Chez les Grecs, l’amour de la vérité était tenu pour une vertu, une excellence humaine. Bien que Nietzsche l’ait décriée, l’amour de la vérité constitue un puissant incitatif parce que nous désirons comprendre les choses et que c’est là la condition sine qua non de l’épanouissement humain. Dans le langage aristotélicien, l’amour de la vérité n’est pas la fin — le telos — mais le moyen en vue de notre épanouissement consistant dans la compréhension du sens des choses — de la finalité de toutes choses — qui est le terme ultime de l’agir humain.
L’activité consiste à comprendre revêt donc une signification plus ample que connaître. Elle est liée à notre fin, le «bonheur» (=épanouissement). Comprendre et connaître diffèrent entre eux comme la compréhension d’une œuvre musicale diffère du simple fait de la connaître. Celui qui comprend une symphonie de Beethoven, en comprend le sens, c’est-à-dire le but ou la direction – bref, le telos.
Pour Aristote, il existe différents types de cause, dont la cause finale. L’épistémologie moderne a rejeté ce genre de causes du domaine de la connaissance, de la science en particulier. Ce qui fait que la certitude, à la différence de la compréhension, a dominé la quête de la connaissance chez les modernes et encore nos contemporains.
Pour redécouvrir Aristote, il faudrait traduire la fameuse phrase qui ouvre la Métaphysique par «L’homme désire, par nature, comprendre.» Comprendre est indissociable d’une vie bonne, réussie. Ainsi, d’après les considérations qui précèdent, l’éthique de l’excellence et l’épistémologie ne font qu’un.
[1] Bertrand Russell, Histoire de la philosophie occidentale, Paris, Les Belles Lettres, 2011, p. 536.
[2] Dans The Scientific Outlook, on lit : «Comme tous les grands innovateurs des temps modernes, [Darwin] dû lutter contre l’autorité d’Aristote. Aristote... représenta l’un des plus grands malheurs pour l’humanité. La logique qui s’enseigne encore aujourd’hui dans les universités est pleine d’absurdités, et Aristote en est le responsable.» Routledge, Londres, 1931, p. 27. Ma traduction.
[3] Voir Normand Baillargeon, «Bertrand Russell, le sceptique passionné» in Raison oblige. Essai de philosophie sociale et politique, PUL, 2009, 23-38.
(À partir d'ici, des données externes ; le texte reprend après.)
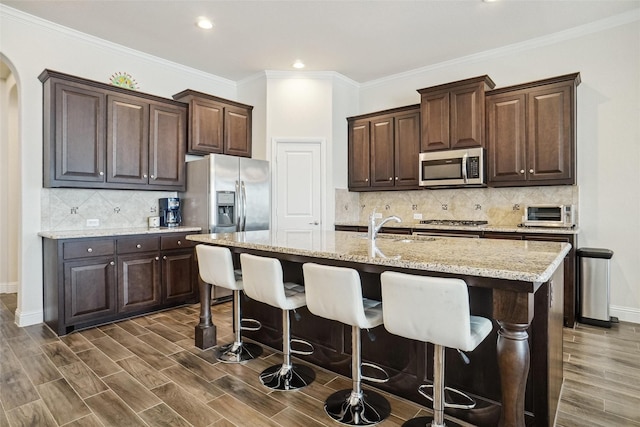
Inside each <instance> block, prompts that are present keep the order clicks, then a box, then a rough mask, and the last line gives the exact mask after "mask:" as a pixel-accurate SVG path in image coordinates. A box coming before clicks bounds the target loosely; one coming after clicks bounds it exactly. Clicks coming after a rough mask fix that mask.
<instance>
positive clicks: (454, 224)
mask: <svg viewBox="0 0 640 427" xmlns="http://www.w3.org/2000/svg"><path fill="white" fill-rule="evenodd" d="M488 223H489V222H488V221H466V220H459V219H423V220H421V221H420V224H431V225H464V226H470V227H479V226H481V225H487V224H488Z"/></svg>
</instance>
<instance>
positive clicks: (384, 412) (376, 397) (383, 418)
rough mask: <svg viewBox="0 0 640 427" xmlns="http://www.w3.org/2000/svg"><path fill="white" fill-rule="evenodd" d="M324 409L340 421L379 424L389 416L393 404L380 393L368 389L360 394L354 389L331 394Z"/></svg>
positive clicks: (336, 420) (340, 390)
mask: <svg viewBox="0 0 640 427" xmlns="http://www.w3.org/2000/svg"><path fill="white" fill-rule="evenodd" d="M324 410H325V412H326V413H327V415H329V416H330V417H331V418H333V419H334V420H335V421H338V422H339V423H342V424H346V425H350V426H370V425H374V424H378V423H379V422H381V421H383V420H384V419H385V418H387V417H388V416H389V414H390V413H391V405H389V402H388V401H387V399H385V398H384V397H382V396H381V395H380V394H378V393H376V392H374V391H371V390H367V391H362V393H361V394H360V395H358V394H357V393H353V391H352V390H340V391H337V392H335V393H333V394H332V395H331V396H329V397H328V398H327V400H326V402H325V404H324Z"/></svg>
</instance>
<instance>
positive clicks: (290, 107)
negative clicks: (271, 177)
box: [266, 71, 357, 229]
mask: <svg viewBox="0 0 640 427" xmlns="http://www.w3.org/2000/svg"><path fill="white" fill-rule="evenodd" d="M356 94H357V86H356V85H355V83H354V82H351V81H349V80H347V79H344V78H343V77H341V76H339V75H337V74H336V73H333V72H328V73H289V72H273V71H269V72H267V99H266V100H267V108H266V111H267V122H266V124H267V126H266V136H267V141H268V142H267V146H268V147H269V148H268V150H271V149H273V148H272V147H271V141H272V140H273V139H274V138H322V139H324V140H325V141H326V158H327V159H328V161H327V162H326V163H327V164H326V170H324V171H322V173H323V175H322V183H323V184H322V185H323V186H324V188H325V189H326V190H327V192H326V194H327V195H328V196H329V197H327V198H326V199H325V207H324V212H326V218H325V221H324V222H323V228H324V229H332V228H333V224H334V222H335V197H334V195H333V189H334V188H335V186H336V183H338V184H340V185H343V186H346V175H345V170H346V153H347V148H346V146H347V127H346V121H345V117H346V116H345V114H348V113H351V112H353V111H355V108H356V102H355V101H356V100H357V96H354V95H356ZM336 129H337V130H336Z"/></svg>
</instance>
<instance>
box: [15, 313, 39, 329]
mask: <svg viewBox="0 0 640 427" xmlns="http://www.w3.org/2000/svg"><path fill="white" fill-rule="evenodd" d="M15 322H16V325H18V326H20V327H22V326H31V325H37V324H38V323H42V322H44V311H42V310H38V311H32V312H29V313H22V312H21V311H20V309H17V310H16V313H15Z"/></svg>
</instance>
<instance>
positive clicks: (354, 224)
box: [335, 220, 580, 234]
mask: <svg viewBox="0 0 640 427" xmlns="http://www.w3.org/2000/svg"><path fill="white" fill-rule="evenodd" d="M377 221H378V222H379V221H380V220H377ZM335 225H342V226H347V227H367V223H366V222H336V223H335ZM384 228H405V229H406V228H411V229H416V230H420V229H423V230H442V231H447V230H449V231H454V230H462V231H489V232H502V233H523V234H524V233H526V234H578V233H579V232H580V228H579V227H577V226H575V227H571V228H567V227H520V226H517V225H491V224H487V225H480V226H469V225H435V224H420V223H419V222H399V223H398V222H392V221H390V222H388V223H386V224H385V225H384Z"/></svg>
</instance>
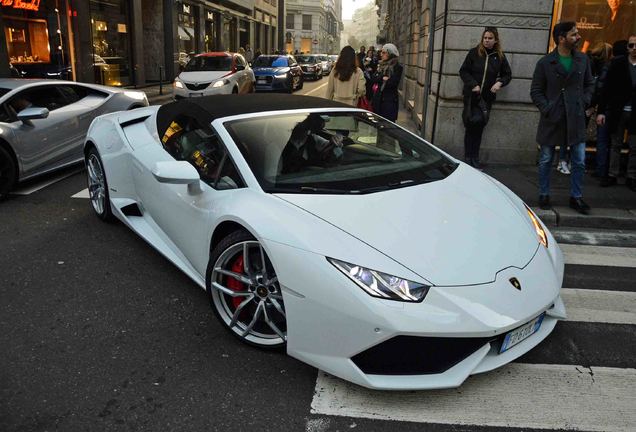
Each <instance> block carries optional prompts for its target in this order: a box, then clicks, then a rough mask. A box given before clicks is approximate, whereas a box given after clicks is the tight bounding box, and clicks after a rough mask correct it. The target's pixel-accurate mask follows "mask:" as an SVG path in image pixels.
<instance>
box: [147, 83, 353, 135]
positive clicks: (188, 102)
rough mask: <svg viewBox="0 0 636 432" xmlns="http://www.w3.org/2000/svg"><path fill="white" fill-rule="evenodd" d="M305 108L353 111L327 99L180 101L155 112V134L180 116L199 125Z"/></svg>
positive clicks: (206, 98)
mask: <svg viewBox="0 0 636 432" xmlns="http://www.w3.org/2000/svg"><path fill="white" fill-rule="evenodd" d="M307 108H353V107H352V106H351V105H345V104H343V103H340V102H335V101H332V100H329V99H324V98H318V97H312V96H293V95H285V94H254V93H252V94H246V95H236V94H229V95H213V96H203V97H195V98H188V99H181V100H178V101H176V102H171V103H169V104H166V105H162V106H161V108H159V111H158V112H157V132H158V133H159V136H160V137H162V136H163V134H164V133H165V132H166V129H168V127H169V126H170V123H171V122H172V121H173V120H174V119H175V118H176V117H178V116H179V115H180V114H186V113H187V114H188V115H189V116H192V117H194V118H196V119H197V120H198V121H199V122H200V123H201V124H210V123H212V122H213V121H214V120H216V119H217V118H221V117H229V116H233V115H239V114H250V113H258V112H265V111H283V110H293V109H307Z"/></svg>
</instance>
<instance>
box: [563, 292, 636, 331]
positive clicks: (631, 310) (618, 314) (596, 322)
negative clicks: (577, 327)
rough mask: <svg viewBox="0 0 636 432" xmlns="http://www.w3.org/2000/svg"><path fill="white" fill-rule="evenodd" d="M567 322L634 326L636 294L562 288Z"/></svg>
mask: <svg viewBox="0 0 636 432" xmlns="http://www.w3.org/2000/svg"><path fill="white" fill-rule="evenodd" d="M561 298H562V299H563V302H564V303H565V311H566V313H567V316H568V318H567V320H568V321H580V322H595V323H606V324H632V325H636V293H634V292H624V291H604V290H589V289H576V288H562V289H561Z"/></svg>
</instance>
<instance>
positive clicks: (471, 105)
mask: <svg viewBox="0 0 636 432" xmlns="http://www.w3.org/2000/svg"><path fill="white" fill-rule="evenodd" d="M471 99H472V98H471ZM489 117H490V112H489V111H488V104H486V101H485V100H483V99H482V98H481V96H479V100H478V101H477V102H476V103H473V102H472V100H471V101H469V103H468V104H467V105H465V106H464V112H463V113H462V119H463V120H464V126H466V127H469V126H486V124H488V120H489Z"/></svg>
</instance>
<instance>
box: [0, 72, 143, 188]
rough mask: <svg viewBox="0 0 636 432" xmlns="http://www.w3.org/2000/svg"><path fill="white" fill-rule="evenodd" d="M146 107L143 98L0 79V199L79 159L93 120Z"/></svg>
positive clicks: (90, 87)
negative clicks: (17, 188)
mask: <svg viewBox="0 0 636 432" xmlns="http://www.w3.org/2000/svg"><path fill="white" fill-rule="evenodd" d="M143 106H148V99H147V98H146V94H145V93H143V92H140V91H133V90H125V89H118V88H114V87H106V86H101V85H95V84H84V83H77V82H73V81H60V80H45V79H41V80H24V79H0V199H2V198H4V197H6V196H7V195H8V194H9V192H10V191H11V189H13V187H14V186H15V184H16V183H18V182H20V181H22V180H26V179H28V178H31V177H35V176H37V175H40V174H44V173H47V172H49V171H53V170H55V169H59V168H62V167H65V166H68V165H71V164H74V163H78V162H82V161H83V160H84V153H83V151H82V149H83V147H84V138H85V136H86V131H87V130H88V127H89V126H90V124H91V122H92V121H93V119H94V118H95V117H97V116H99V115H101V114H106V113H110V112H113V111H122V110H129V109H133V108H138V107H143Z"/></svg>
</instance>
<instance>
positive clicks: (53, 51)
mask: <svg viewBox="0 0 636 432" xmlns="http://www.w3.org/2000/svg"><path fill="white" fill-rule="evenodd" d="M58 5H59V2H50V3H49V4H47V5H44V4H40V2H39V1H30V2H29V1H12V0H5V1H2V2H1V3H0V6H1V8H2V11H1V12H2V15H3V16H2V19H3V22H4V29H3V32H4V37H5V41H6V46H7V55H8V57H9V59H8V60H9V63H10V65H11V68H12V71H15V73H16V74H17V75H18V76H21V77H25V78H69V77H70V76H71V75H72V74H71V73H70V65H69V64H68V61H67V60H68V57H67V56H66V55H65V43H64V39H65V37H66V35H67V34H68V33H67V29H66V27H64V26H63V25H62V24H63V21H62V20H60V19H59V16H60V14H62V16H63V13H64V12H63V11H62V10H61V9H58V8H57V6H58Z"/></svg>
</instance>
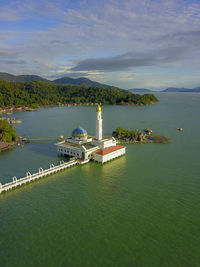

[4] Giovanna Borradori, The American Philosopher, Conversation with Quine, Davidson, Putnam, Nozick. Danto, Rorty, Cavell, MacIntyre, and Kuhn, Chicago, The University of Chicago Press, 1994, p. 74.
[5] Ibid., p. 75.
[6] Voir entre autres de Linda Zagzebski, Virtues of the Mind. An Inquiry into the Nature of Virtue and the Ethical Foundations of Knowledge, Cambridge University Press, 1996; On Epistemology, Belmont, Wadsworth Philosophical Topics, 2008. Voir aussi M. DePaul et L. Zagzebski, éditeurs, Intellectual Virtue. Perspectives from Ethics and Epistemology, Oxford, Oxford University Press, 2003. Enfin, signalons John Greco, Acheving Knowledge. A virtue-Theoretic Account of Epistemic Normativity, Cambridge University Press, 2010.
[7] Jonathan Barnes, Aristotle, Oxford, Oxford University Press, Past Masters, 1982, p. 1. Ma traduction.